On Wed, 2026-02-11 at 23:22 +0000, Matthew Brett via NumPy-Discussion
wrote:
> Hi,
> 
> On Wed, Feb 11, 2026 at 11:02 PM Lucas Colley via NumPy-Discussion <
> [email protected]> wrote:
> 
> > Hi Matthew,
> > 
> > That all sounds reasonable to me so far, but what are the next
> > steps?*
> > 
> > > put a heavy requirement on contributors to either a) write the
> > > code
> > themselves, perhaps having asked for preliminary analysis (but not
> > substantial code drafts) from AI
> > 
> > Is this enforceable to a significant extent? If not, in what sense
> > could
> > it pose a genuinely ‘heavy requirement’?
> > 
> > > or b) write the code with AI, but demonstrate that they have done
> > > the
> > research to establish the generated code does not breach copyright.
> > 
> > Perhaps this is more enforceable? But to be honest it is still
> > quite
> > unclear to me how I would establish with certainty that code I’ve
> > had
> > generated does not breach copyright, much less code that is being
> > presented
> > to me by a contributor. Do you see how to realise a ‘heavy
> > requirement’
> > here?
> > 
> > I agree with the spirit of the thought that the burden (if it is to
> > exist)
> > needs to be shifted away from maintainers, but it’s unclear to me
> > how we
> > can actually shift it elsewhere.
> > 
> > As we discussed last year, I think we have a start at a decent
> > argument
> > towards including a checkbox in PR templates which contributors
> > must tick
> > to state that they recognise the risk of copyright violation via
> > LLM
> > generated code and take responsibility for the code they are
> > submitting:
> > https://github.com/matthew-brett/sp-ai-post/issues/2#issuecomment-2935428854
> > .
> > 
> > Even there though, there are still multiple debatable premises. Of
> > course,
> > we can hardly aim for some sort of logical proof of the right way
> > forward,
> > but I think we need more focused attention and argument towards a
> > specific
> > and understandable goal if we are to be able to come to consensus
> > on some
> > concrete steps forward.

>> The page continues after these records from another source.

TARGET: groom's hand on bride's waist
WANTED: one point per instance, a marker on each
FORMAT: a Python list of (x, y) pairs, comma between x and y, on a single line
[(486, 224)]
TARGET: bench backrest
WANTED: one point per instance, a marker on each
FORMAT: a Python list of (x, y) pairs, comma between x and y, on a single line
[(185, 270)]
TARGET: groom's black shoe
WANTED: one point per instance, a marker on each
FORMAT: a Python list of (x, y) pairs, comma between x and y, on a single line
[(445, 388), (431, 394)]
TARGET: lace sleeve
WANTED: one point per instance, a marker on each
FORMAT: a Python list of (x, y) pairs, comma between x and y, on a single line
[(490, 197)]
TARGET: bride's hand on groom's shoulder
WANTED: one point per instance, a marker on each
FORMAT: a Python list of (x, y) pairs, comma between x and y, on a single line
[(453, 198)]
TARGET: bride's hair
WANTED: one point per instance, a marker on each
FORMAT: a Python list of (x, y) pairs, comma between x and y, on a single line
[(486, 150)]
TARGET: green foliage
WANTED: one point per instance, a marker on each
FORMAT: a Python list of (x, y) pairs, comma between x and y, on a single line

It is to this thread's merit that the
> > discussion
> > has been so varied and touched on many topics, but it is also
> > demonstrative
> > of the problem that broad and vague back-and-forths don’t really
> > help
> > settle on anything concrete.
> > 
> 
> Just to clarify - in case it wasn't clear, what I'm floating as a
> proposal,
> would be something like this, as a message to PR authors:
> 
> Please specify one of these:
> 
> 1) I wrote this code myself, without looking at significant AI-
> generated
> code OR
> 2) The code contains AI-generated content, but the AI-generated code
> is
> sufficiently trivial that it cannot reasonably be subject to
> copyright OR
> 3) There is non-trivial AI-generated code in this PR, and I have
> documented
> my searches to confirm that no parts of the code are subject to
> existing
> copyright.
> 

While I am not particularly enthusiastic about focusing on copyright,
adding such a checkbox on a PR, I would be happy with.
(If it was focused on copyright, then it seems to me we would need to
ask more things, like "I used a source, but it had no code" to "I used
a source with code but I checked it's license". If we want this, I
would prefer a single fuzzy sentence that links out to elsewhere that
can also discuss pitfalls around copyright+AI.)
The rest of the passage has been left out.